Centros para reabilitar doentes do coração só em Lisboa e Porto

Portugal tem 22 centros de reabilitação. Apenas um está fora das duas principais cidades do país. Novo presidente da Sociedade Portuguesa de Cardiologia espera ter 30% dos doentes a fazer reabilitação em 2020.

Portugal tem apenas 22 centros de reabilitação cardíaca. Destes dez são privados e 12 funcionam em hospitais públicos. Praticamente todos em Lisboa e Porto, deixando a descoberto quase todo o país e muitos doentes que tiveram enfarte sem a possibilidade de fazer uma recuperação mais direcionada acompanhada por fisioterapia, psicologia e um processo adaptado para mudanças de estilo de vida mais saudáveis. Miguel Mendes, que a partir de amanhã é o novo presidente da Sociedade Portuguesa de Cardiologia, gostaria de ter 30% dos doentes candidatos a receber reabilitação cardíaca em 2020.

Entre centros públicos e privados, o país tem apenas 22 unidades de reabilitação cardíaca. "Em 2007 os centros eram sete. Um deles foi desativado, o que funcionava no hospital Amadora-Sintra. Os centros estão concentrados no grande Porto (oito), grande Lisboa (13) e apenas um em Faro. Não há centros no Minho, Beiras, Ribatejo, Litoral Oeste, todo o Alentejo. Há uma enorme assimetria de distribuição", apontou Miguel Mendes, que também é diretor do serviço de cardiologia do hospital de Santa Cruz, durante uma das sessões do 36.º Congresso Português de Cardiologia.

O médico explica que os centros são constituídos por cardiologistas, fisiatras, psicólogos, enfermeiros, entre outros profissionais que fazem um esquema adaptado ao doente para que a recuperação da função cardíaca e da vida normal, mas agora com estilos mais saudáveis, seja um projeto que o doente assuma como seu e fundamental. A existência de poucos centros traduz-se em poucos doentes com acesso a estes programas.
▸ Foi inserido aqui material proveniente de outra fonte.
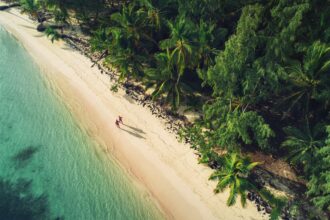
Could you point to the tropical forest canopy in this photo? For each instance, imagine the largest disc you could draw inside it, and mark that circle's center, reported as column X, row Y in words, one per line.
column 259, row 71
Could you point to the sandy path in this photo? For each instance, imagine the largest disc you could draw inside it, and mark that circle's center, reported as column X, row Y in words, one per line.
column 168, row 169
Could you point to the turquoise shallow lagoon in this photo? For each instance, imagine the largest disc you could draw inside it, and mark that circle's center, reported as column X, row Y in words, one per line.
column 49, row 167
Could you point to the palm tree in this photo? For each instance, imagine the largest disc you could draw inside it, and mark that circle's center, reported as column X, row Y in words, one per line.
column 31, row 7
column 233, row 174
column 167, row 79
column 303, row 143
column 310, row 79
column 181, row 43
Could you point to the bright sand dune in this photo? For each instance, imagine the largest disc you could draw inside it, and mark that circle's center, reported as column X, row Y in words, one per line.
column 168, row 169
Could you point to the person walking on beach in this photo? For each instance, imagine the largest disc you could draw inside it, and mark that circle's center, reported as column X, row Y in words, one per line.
column 117, row 123
column 120, row 119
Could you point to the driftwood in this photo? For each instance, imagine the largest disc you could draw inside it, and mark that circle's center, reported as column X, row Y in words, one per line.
column 5, row 7
column 264, row 177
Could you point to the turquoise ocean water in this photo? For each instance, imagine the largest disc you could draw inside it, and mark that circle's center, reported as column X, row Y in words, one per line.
column 49, row 167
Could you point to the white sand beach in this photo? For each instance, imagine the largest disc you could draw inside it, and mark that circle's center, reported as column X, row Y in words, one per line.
column 166, row 168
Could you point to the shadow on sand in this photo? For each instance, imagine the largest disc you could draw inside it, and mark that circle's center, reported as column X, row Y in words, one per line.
column 133, row 133
column 135, row 129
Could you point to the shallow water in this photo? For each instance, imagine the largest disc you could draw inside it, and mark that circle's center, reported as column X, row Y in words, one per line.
column 49, row 166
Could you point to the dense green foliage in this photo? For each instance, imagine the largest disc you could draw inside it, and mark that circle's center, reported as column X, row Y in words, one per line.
column 263, row 66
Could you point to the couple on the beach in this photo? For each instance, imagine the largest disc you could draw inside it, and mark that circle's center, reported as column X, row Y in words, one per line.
column 118, row 121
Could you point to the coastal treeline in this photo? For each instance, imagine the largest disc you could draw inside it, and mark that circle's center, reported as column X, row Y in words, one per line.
column 258, row 71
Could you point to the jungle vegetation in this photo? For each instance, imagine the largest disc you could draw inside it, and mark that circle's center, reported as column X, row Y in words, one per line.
column 262, row 66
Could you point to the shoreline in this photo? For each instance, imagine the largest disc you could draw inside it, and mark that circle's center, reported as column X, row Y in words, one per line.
column 168, row 169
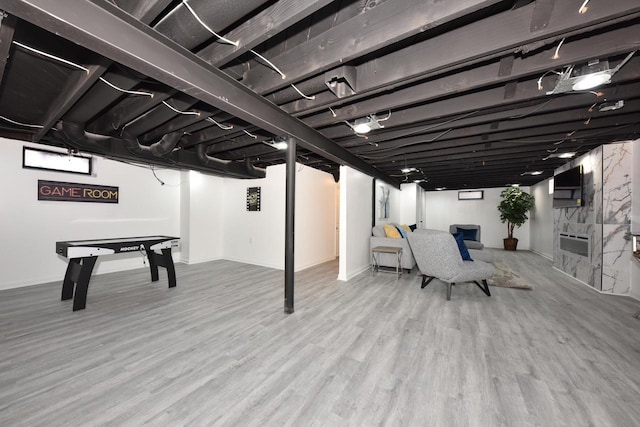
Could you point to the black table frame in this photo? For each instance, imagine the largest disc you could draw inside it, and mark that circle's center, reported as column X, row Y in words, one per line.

Os centros públicos foram responsáveis pelo tratamento de 88% dos doentes reabilitados e os privados por 12%. "Tenho de fazer uma grande homenagem ao norte, que fruto da implementação de centros nos hospitais públicos tiveram uma atividade notável. Registaram 1364 doentes com reabilitação após alta. Nos centros privados foram 107. No sul os centros públicos trataram 314 doentes. São quatro vezes menos dos que realizaram programas nos hospitais do norte. Nos privados foram seguidos 119 doentes. Em Faro foram acompanhados 31 doentes", aponta.

Em Portugal apenas 10% dos doentes coronários são admitidos em programas de reabilitação cardíaca. Cerca de 12 600 pessoas tiveram síndrome coronário agudo em 2013. Os números nacionais de reabilitação cardíaca são pequenos e ainda longe da realidade internacional, que rondam os 30% a 50%. Mesmo assim uma melhoria em relação a 2007, ano em que apenas 4% dos doentes tiveram acesso a um programa que incide na recuperação das funções do coração e alterações de estilo de vida direcionadas para cada doente.

"Temos um número reduzido de centros e de participantes. Falta informação sobre esta área especifica, financiamento e é difícil entusiasmar os profissionais a fazerem formação na área. Também não temos uma legislação especifica. Há países onde é mandatório a ida para um centro de reabilitação cardíaca. O sonho seria ter 30% dos candidatos envolvidos em reabilitação em 2020 e ter todos os hospitais com cardiologia com um cento", disse.